Since the 1970s, thousands of Filipino refugees have emigrated to the state of Sabah, forcing the need for maintenance of the refugees. As Malaysia is not a signatory to the 1951 UN Refugee Convention, the country has maintained that any newly arrived aliens are illegal immigrants rather than refugees. Although unlike the economically motivated illegal immigrants, the Filipino refugees have long been granted special permission to stay despite limited access to state employment, social services and public amenities.

The United Nations High Commission for Refugees (UNHCR) established its office in the state in 1977, with around $2.7 million having been allocated for the maintenance of the refugees' children's education, with most of it being allocated to the Sandakan area. Despite this, however, the Philippines side constantly accused the Malaysian side, especially the Sabah authorities, of victimising the refugees with the dismissal of their workers by Sabah businessmen.
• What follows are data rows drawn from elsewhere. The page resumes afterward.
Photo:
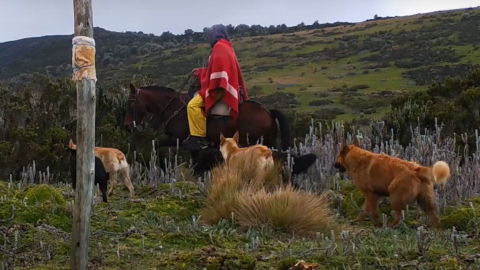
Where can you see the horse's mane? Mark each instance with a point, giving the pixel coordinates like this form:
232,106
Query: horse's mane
158,88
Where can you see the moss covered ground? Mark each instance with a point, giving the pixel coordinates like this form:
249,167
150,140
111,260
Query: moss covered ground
159,229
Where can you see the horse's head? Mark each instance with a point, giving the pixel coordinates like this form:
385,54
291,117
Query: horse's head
136,109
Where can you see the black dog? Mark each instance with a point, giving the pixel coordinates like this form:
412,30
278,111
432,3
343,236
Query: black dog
101,175
211,157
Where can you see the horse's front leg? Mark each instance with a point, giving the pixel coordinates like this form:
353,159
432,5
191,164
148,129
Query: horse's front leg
170,141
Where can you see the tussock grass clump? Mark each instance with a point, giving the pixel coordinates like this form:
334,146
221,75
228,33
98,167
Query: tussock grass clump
260,200
286,209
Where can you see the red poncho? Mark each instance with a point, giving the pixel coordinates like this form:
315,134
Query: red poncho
223,71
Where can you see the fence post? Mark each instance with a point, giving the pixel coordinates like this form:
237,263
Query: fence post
84,75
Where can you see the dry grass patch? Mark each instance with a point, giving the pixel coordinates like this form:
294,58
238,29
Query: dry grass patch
261,201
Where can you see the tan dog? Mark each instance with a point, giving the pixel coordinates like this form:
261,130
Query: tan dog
380,175
115,163
259,155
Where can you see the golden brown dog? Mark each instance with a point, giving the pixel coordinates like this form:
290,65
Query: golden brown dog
258,155
115,163
380,175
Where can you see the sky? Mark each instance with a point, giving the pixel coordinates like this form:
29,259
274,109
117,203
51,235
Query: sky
30,18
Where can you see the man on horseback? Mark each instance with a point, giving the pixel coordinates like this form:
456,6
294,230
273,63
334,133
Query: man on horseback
221,79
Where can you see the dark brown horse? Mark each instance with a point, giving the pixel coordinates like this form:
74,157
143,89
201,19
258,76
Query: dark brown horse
169,107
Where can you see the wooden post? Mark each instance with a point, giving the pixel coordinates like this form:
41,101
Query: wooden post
84,74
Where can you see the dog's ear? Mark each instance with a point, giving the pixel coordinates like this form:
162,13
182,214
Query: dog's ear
345,148
71,145
236,137
133,89
356,142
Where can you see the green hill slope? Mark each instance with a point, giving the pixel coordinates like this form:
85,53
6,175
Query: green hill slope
333,72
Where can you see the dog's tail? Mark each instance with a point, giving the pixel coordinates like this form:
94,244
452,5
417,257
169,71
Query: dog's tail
437,175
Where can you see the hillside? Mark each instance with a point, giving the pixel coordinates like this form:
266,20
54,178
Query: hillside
332,71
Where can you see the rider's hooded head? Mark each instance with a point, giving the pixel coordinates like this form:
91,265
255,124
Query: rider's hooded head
217,32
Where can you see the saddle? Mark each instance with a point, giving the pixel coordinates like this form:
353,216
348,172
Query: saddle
220,108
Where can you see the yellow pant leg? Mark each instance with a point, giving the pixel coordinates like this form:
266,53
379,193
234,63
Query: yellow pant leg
196,120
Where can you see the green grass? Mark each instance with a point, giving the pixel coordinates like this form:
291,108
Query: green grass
159,230
294,57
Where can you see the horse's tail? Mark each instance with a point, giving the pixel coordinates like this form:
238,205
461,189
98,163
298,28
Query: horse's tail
284,128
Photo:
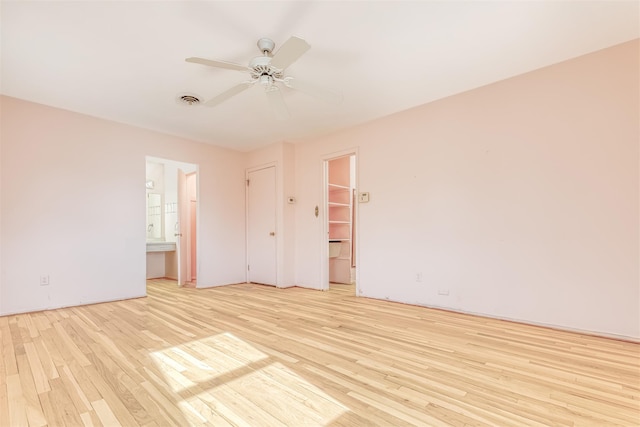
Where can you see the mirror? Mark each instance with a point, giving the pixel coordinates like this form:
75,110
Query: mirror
154,216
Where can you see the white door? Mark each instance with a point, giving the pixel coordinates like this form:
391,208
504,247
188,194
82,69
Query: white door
261,226
181,233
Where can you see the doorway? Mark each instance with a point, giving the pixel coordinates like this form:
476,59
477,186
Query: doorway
340,186
261,226
171,250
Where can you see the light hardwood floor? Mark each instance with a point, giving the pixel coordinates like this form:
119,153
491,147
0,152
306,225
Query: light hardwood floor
255,355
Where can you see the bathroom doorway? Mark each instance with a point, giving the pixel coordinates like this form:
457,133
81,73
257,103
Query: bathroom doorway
172,217
340,209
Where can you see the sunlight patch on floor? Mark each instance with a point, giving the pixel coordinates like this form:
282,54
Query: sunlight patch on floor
224,380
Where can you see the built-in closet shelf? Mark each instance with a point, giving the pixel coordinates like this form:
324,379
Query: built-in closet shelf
161,246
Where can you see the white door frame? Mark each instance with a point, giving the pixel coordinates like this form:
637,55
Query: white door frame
324,245
277,222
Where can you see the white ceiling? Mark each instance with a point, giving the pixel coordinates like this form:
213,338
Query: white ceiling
124,60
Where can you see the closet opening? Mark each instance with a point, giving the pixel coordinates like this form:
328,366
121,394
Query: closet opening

The total of Filipino refugees was only 20,367 in the first quarter of 1970. By 1978, it increased to over 92,000, with a non-official estimate putting the total already at 140,000. The refugees rose to over 350,000 in 1989. As there was still no definite sign the conflict would permanently stop, the influx of Filipino refugees continued even after the peace agreement with the Moro National Liberation Front (MNLF) in 1976.

Following the government decision to issue residency visas and a special card known as the IMM13 to the refugees, the UNHCR closed its office in 1987 after operating for 10 years. To this date, the main office is being maintained in Kuala Lumpur.

=== Indonesia ===
As there is no official estimate of the total of Filipino refugees in Indonesia, the exact population is unknown. Recent findings in 2014 found there are at least 544 Filipino refugees (mostly from the Bajau community) taking shelter in Derawan Island, Berau Regency, East Kalimantan. It is believed their presence began in 2010, with some of the refugees claiming they are Malaysian citizens, although they were found with a special document released by the Malaysian government which stated they are not citizens of that country during an identity check-up by the Indonesian authorities. Responding to the report, Indonesian President Joko Widodo ordered them to be sent back to their country in the Philippines immediately, although it is still unknown whether the process of deportation has begun. Nunukan Regency in North Kalimantan also reportedly saw a large Filipino refugee presence as recently as early 2017.

== Aid ==
=== Issues ===
The UNHCR office in the Malaysian state of Sabah has been giving aid to the refugees for a period of 10 years; however, following the closure of its office, many of the refugees have been roaming in and around Sabah. Following the release of the report from the Royal Commission of Inquiry on illegal immigrants in Sabah (RCI), which stated many of the Filipino refugees have illegally obtained Malaysian citizenship, the UNHCR began monitoring the situation. However, since the UNHCR did not have any permanent presence in the state anymore, the monitoring capacity was limited.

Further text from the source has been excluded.